The Holy Fathers also viewed the Cross as a path. St. Isaac the Syrian says: “Throw yourself day and night before the Cross of Christ and then the sun will rise in you and you will become like a paradise in flourish.” When it hurts, let me think of Christ on the Cross. We take the Cross of the Savior in our arms and ask from Him the strength to carry it. Therefore, the Cross is a path to God, but also to our own heart and to that of our neighbor. The poet Ioan Alexandru depicts this very beautifully in a poem about Saint Stefan the Great: “To enter the heart of a people / The narrowest gate of all / If you are not sacrificed in their tears / You have no way to enter eternity” (Testament of Stefan the Great).

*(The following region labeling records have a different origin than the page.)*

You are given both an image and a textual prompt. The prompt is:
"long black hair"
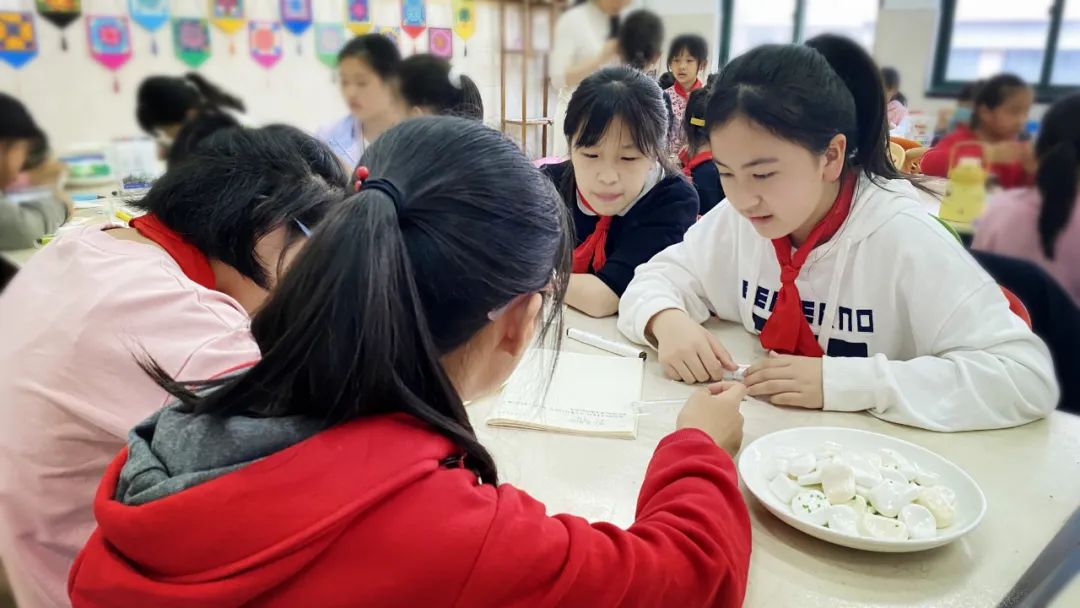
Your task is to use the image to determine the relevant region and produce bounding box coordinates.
[971,73,1028,129]
[135,72,244,134]
[881,67,907,106]
[135,125,348,288]
[618,9,664,70]
[1035,93,1080,259]
[558,66,676,201]
[143,117,570,484]
[399,53,484,120]
[683,89,708,157]
[705,35,921,187]
[338,33,402,80]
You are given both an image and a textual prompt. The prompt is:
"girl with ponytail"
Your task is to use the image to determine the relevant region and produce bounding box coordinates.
[619,35,1058,431]
[974,94,1080,303]
[68,115,750,608]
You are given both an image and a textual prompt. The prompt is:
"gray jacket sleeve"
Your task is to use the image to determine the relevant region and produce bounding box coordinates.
[0,194,67,251]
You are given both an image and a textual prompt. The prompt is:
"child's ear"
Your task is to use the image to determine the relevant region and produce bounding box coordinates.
[823,133,848,181]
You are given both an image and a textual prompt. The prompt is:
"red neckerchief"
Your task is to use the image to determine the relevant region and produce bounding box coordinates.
[760,172,858,356]
[679,150,713,177]
[675,79,702,99]
[573,190,613,274]
[127,213,217,289]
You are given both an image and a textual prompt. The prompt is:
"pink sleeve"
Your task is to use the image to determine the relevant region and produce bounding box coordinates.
[458,430,751,607]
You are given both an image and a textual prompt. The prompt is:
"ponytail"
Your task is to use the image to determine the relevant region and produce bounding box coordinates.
[139,117,570,484]
[1035,93,1080,259]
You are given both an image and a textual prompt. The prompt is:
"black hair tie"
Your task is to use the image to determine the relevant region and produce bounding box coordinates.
[360,179,405,213]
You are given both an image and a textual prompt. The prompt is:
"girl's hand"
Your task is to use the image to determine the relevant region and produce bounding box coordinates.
[675,382,746,456]
[646,309,739,384]
[743,352,825,409]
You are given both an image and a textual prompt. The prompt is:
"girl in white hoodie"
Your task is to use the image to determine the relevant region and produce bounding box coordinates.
[619,36,1058,431]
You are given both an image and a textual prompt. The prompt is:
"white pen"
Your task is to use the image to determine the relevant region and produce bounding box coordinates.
[566,327,646,359]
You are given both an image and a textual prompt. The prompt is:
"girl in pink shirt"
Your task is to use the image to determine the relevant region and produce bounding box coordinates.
[973,94,1080,303]
[0,126,347,608]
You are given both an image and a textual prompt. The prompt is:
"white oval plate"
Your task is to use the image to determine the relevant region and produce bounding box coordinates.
[739,427,986,553]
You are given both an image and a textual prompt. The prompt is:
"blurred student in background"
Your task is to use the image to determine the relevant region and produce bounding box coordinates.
[679,89,724,215]
[135,72,245,162]
[664,33,708,155]
[974,94,1080,305]
[551,0,630,157]
[315,33,405,170]
[399,53,484,121]
[881,67,907,136]
[0,126,346,607]
[0,93,72,249]
[920,73,1035,188]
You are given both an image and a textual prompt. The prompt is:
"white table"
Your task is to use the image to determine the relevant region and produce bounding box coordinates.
[470,311,1080,608]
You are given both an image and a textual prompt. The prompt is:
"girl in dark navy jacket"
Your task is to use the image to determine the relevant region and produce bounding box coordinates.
[544,67,698,316]
[678,89,724,215]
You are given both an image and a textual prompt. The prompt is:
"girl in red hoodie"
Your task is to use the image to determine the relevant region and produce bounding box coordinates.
[68,117,751,608]
[919,73,1035,188]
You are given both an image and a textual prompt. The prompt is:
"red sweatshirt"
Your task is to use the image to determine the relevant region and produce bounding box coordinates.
[68,415,751,608]
[919,124,1031,188]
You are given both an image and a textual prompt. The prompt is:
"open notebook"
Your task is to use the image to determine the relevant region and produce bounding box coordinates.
[487,349,645,440]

The Cross also leads us to humility. Father Zacharias says, “How can the Lord be glorified if His faithful servants do not suffer? One way in which man humbles himself is to surrender completely to God’s providence.” To understand this, it is enough to consider what happened during the communist prisons. Wasn’t God’s power there? How else could one have resisted? God was glorified through those people. Therefore, it is a paradoxical language, but a Christian language. More specifically, Father Zacharias shows how we can bear our cross: “Man can bear the Lord’s death through the ascetic practices of the Church, such as fasting and enduring shame in Confession. Likewise, when a man humbles himself before his brother without claiming his own righteousness, instead claiming responsibility even for his neighbor’s mistakes without murmuring, he puts his own ‘dignity’ to death. But at the same time, he knows that ‘he has passed from death into life’ (John 5.24). He who cuts off his own will before his brother overcomes death. All who follow the Lamb are tireless bearers of the ‘death of the Lord Jesus,’ and this not only from time to time, but ‘like the lambs that are led to the slaughter,’ they are ‘slain all day long’ (Ps. 43:24), always and everywhere.” Behold several ways to carry the Cross. And just as many ways to be alive in God. Because this is the fruit of the Cross: our resurrection.